Pod kierunkiem ówczesnego zastępcy szeryfa (obecnie szeryfa) Christophera Swansona w 2018 roku kapitan więzienia powiedział dyrektorowi księgowemu Global Tel*Link Corporation (GTL) – innej dużej więziennej firmy telekomunikacyjnej w kraju – że pozwani z hrabstwa chcieli dokonać więcej pieniędzy z rozmów telefonicznych i wideo niż z umowy motywacyjnej z Securusem: „Potrzebujemy najlepszej oferty, jaką możesz zawrzeć” – napisał. I dostał to.

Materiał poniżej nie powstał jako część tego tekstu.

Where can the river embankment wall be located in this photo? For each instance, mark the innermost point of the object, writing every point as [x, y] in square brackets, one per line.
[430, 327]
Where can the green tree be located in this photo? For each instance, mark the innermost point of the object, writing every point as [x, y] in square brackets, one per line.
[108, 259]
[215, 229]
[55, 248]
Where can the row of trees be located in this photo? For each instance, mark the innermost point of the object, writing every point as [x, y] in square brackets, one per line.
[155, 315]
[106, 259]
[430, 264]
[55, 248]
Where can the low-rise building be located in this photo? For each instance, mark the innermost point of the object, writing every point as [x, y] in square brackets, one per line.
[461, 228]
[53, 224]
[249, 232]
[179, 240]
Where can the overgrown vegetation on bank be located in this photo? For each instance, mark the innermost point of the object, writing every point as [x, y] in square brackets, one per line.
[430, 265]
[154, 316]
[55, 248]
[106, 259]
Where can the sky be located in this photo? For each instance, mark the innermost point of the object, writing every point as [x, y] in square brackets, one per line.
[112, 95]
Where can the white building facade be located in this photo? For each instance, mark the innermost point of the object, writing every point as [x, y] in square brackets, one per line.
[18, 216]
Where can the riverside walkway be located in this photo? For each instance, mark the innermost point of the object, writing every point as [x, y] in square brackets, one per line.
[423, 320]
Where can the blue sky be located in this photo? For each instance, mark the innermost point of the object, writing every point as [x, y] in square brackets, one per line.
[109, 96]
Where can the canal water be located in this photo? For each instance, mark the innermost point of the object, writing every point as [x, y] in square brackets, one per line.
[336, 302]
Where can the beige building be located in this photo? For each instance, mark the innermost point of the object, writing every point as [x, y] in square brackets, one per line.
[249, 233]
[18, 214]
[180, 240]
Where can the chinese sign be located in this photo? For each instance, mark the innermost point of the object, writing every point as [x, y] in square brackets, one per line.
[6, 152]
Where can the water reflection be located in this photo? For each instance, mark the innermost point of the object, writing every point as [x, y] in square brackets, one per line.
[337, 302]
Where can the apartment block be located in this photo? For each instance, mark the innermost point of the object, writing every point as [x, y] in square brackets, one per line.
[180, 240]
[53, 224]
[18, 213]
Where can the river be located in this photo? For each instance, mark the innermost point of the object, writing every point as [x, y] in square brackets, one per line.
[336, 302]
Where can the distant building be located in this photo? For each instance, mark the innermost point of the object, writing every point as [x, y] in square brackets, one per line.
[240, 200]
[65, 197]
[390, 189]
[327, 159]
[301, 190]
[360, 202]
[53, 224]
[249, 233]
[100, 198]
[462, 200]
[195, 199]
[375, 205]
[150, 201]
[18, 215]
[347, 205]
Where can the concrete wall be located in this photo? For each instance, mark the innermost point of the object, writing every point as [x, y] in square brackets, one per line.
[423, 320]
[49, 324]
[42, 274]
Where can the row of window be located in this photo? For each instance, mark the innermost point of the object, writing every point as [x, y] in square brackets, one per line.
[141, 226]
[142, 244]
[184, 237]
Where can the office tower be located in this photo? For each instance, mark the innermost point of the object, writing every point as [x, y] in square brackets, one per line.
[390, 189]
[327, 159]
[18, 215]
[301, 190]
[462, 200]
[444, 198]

Pozwani okręgowi zmienili operatora więzienia, negocjując, a następnie podpisując umowę z GTL w 2018 r. Na mocy tej umowy, która pozostaje w mocy, GTL płaci pozwanym okręgowym 180 000 dolarów rocznie z przychodów spółki z rozmów telefonicznych, co stanowi roczną płatność gotówkową zwaną „grant technologiczny” w wysokości 60 000 dolarów oraz 20% kosztów każdej rozmowy wideo (w umowie cena rozmów wideo wynosi: 10,00 dolarów za 25 minut). GTL prognozowała, że ​​hrabstwo będzie otrzymywać kolejne 16 000 dolarów rocznie z samej obniżki przychodów z rozmów wideo.

Cody Cutting, prawnik z Korpusu Praw Obywatelskich, powiedział Detroit Free Press : „Te sprawy wymagają pilnych działań ze strony sądów, ponieważ dzieci cierpią. Każdy dzień, w którym te dzieci i rodzice pozostają rozdzieleni, pogłębia ich ból. Ale te przypadki stawiają także szersze pytanie: czy jako społeczeństwo tolerujemy system przestępczy tak pozbawiony podstaw moralnych, że wspiera karanie i wykorzystywanie dzieci, rodzin i społeczności?”

ViaPath, wcześniej nazywająca się GTL, powiedziała New York Times, że firma „odpiera zarzuty zawarte w skardze i nie może się doczekać możliwości obrony podnoszonych wobec niej roszczeń”.

Tymczasem Securus Technologies powiedział Ars Technica , że ​​sprawa została „wprowadzona w błąd i bezpodstawna”. Nie możemy się doczekać, aż będziemy mogli się bronić i nie pozwolimy, aby ten pozew umniejszał nasze udane wysiłki na rzecz stworzenia znaczących i pozytywnych wyników dla konsumentów, którym służymy”.

Gizmodo skontaktował się z firmami ViaPath i Securus, a także z biurami szeryfa hrabstw St. Clair i Genesee. Zaktualizujemy tę historię, gdy odpowiedzą.